I can see why the bees love Lemon Queens: privacy. The paparazzi are held at bay by the towering stalks. The bees can look down, see us circling, and snicker. Worse, when the wind blows, instead of quivering for a few brief moments, these behemoths sway, carving enormous arcs through the firmament, making it really difficult (like impossible) to follow with a camera.
The one place where I might consider putting a ladder is on the north side of my garden, but of course sunflowers have this irritating habit of facing south. The south side is full of soft soil and mole holes, and I’m all too familiar with that sinking (literally) feeling when one leg of said ladder disappears into Wonderland.
I have some heavy-duty lenses but they are of the macro variety, not telephoto. Usually, I have to stick the lens right in the bee’s eyelashes to get any decent shots, so these photo sessions are not going well. I’ve tried shooting the Lemon Queens from the ground and all I get are big sunbursty-looking flowers with itsy-bitsy bees blending darkly against the brown center. I’ve seen a lot of bad “bee on sunflower” shots and now I know why.
So now what? For starters, I’m not going to assume that because my shots are bad, yours are too. With different cameras, firmer soil, and a better attitude, you might get great portraits, images the bees will want to print on canvas and post on Facebook.
So send what you have, and if I get enough I’ll make a page for them all. But here’s one thing I’m changing: it can be any type of sunflower, not just Lemon Queens. Tell me the variety if you know it, and I will include it with the photo. You can e-mail the photos to me or send a DropBox link. Be sure to say where you are and who took the photo—or, if you want to be cagey, just tell what to write in the caption. Thanks.
Mine are only 3 feet tall so far, and I believe two of them are starting to develop flower buds. Maybe it’s our heavy clay soil and the week of ground-saturating rain we had early on. (For reference, I’m in western NY state.) I planted a few other varieties as well. One is called Teddy Bear, and it’s a dwarf that grows only 3-4 feet tall. If the bees like it, that’s a better height for photos.
Next year I’m going to try a variety of varieties. I’ll put Teddy Bear on my list. Thanks.
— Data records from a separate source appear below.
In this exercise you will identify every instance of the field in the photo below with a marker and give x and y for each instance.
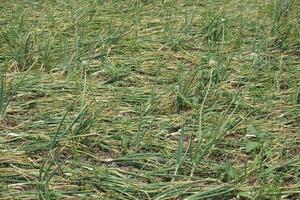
(149, 99)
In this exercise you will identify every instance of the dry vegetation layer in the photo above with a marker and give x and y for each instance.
(149, 99)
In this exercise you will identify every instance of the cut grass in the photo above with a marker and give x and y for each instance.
(149, 100)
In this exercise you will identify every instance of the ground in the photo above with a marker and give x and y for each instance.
(150, 99)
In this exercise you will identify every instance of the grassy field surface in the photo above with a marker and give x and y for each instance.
(149, 99)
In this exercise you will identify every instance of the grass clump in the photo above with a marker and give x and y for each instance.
(149, 100)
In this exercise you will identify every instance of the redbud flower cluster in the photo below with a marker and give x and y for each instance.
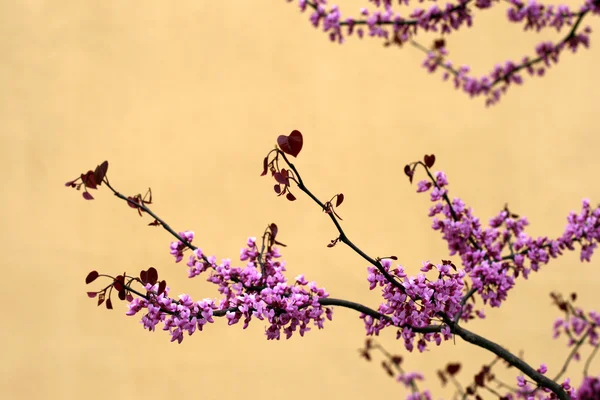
(247, 293)
(482, 250)
(398, 28)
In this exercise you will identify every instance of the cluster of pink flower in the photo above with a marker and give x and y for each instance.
(452, 17)
(481, 250)
(416, 302)
(247, 294)
(493, 258)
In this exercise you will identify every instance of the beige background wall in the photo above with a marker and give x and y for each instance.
(187, 97)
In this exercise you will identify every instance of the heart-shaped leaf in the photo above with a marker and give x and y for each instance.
(265, 165)
(291, 144)
(91, 277)
(100, 172)
(429, 160)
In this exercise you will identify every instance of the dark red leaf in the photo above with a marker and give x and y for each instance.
(91, 277)
(429, 160)
(480, 379)
(89, 180)
(274, 230)
(442, 377)
(265, 164)
(134, 200)
(438, 44)
(279, 177)
(365, 354)
(291, 144)
(452, 368)
(118, 284)
(387, 368)
(152, 275)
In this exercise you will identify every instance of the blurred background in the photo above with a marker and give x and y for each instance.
(187, 98)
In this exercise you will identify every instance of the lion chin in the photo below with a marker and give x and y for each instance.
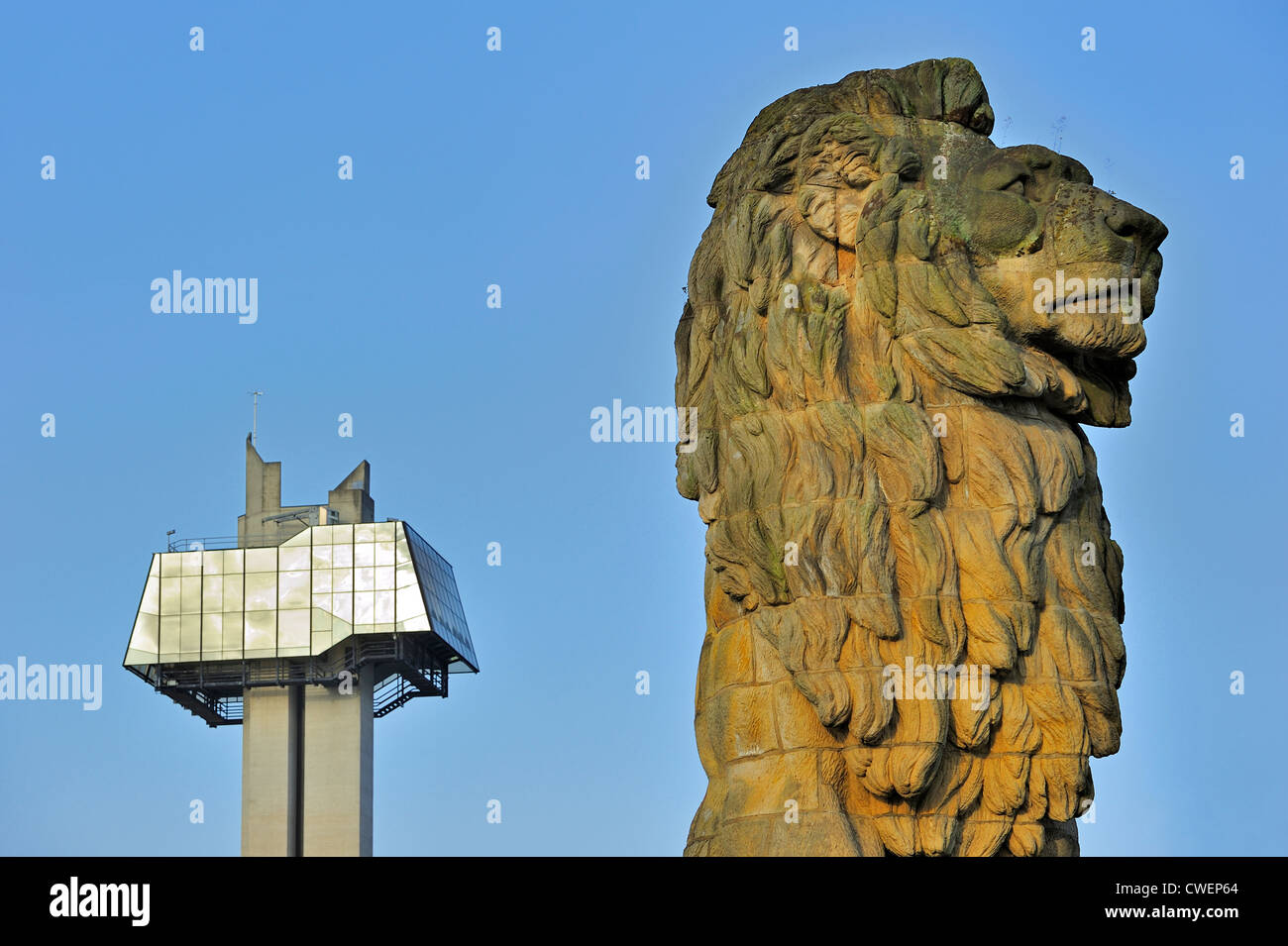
(894, 330)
FYI, the Teddy Bears are not particularly attractive to bees. The center flowerlets have tiny petals, which make the flowers look “plush”, but I’m sure also makes it hard for bees to get to the good stuff. Mine seem to attract a lot of tiny beetles though. But honey, sunflower, and bumble bees all like the Taiyo and Valentine varieties, which are only a foot or so taller (in my garden, YMMV).
It may be cheating . . . but a person could cut a few sunflowers and place them in controlled photo opp location.
That would certainly bring them down to my level, but I wonder how long a cut flower produces nectar. Not long, I imagine.
It may not be the most graceful tactic, but a “selfie” stick and your phone may give you the extra reach you need.
What a creative idea! Maybe I can give the whole thing to the bee and let her take it herself.
My lemon queens are about 9′ tall. I tried to shoot a bee on a shorter plant/lower flower yesterday and missed as she flew off as the pic snapped. I will see what I can capture tomorrow!
Unfortunately for us, our Lemon Queen sunflowers, as well as most of the other varieties we planted never got more than an inch or two above ground before our chipmunks collected them for their salad bowls.
Well, at least you have happy chipmunks. Some might grow to be ten feet long.
Maybe try digging around the base and leaning the whole plant till the flowers are within reach ? You may need sticks to prop the stalk so it does’t continue leaning more and more.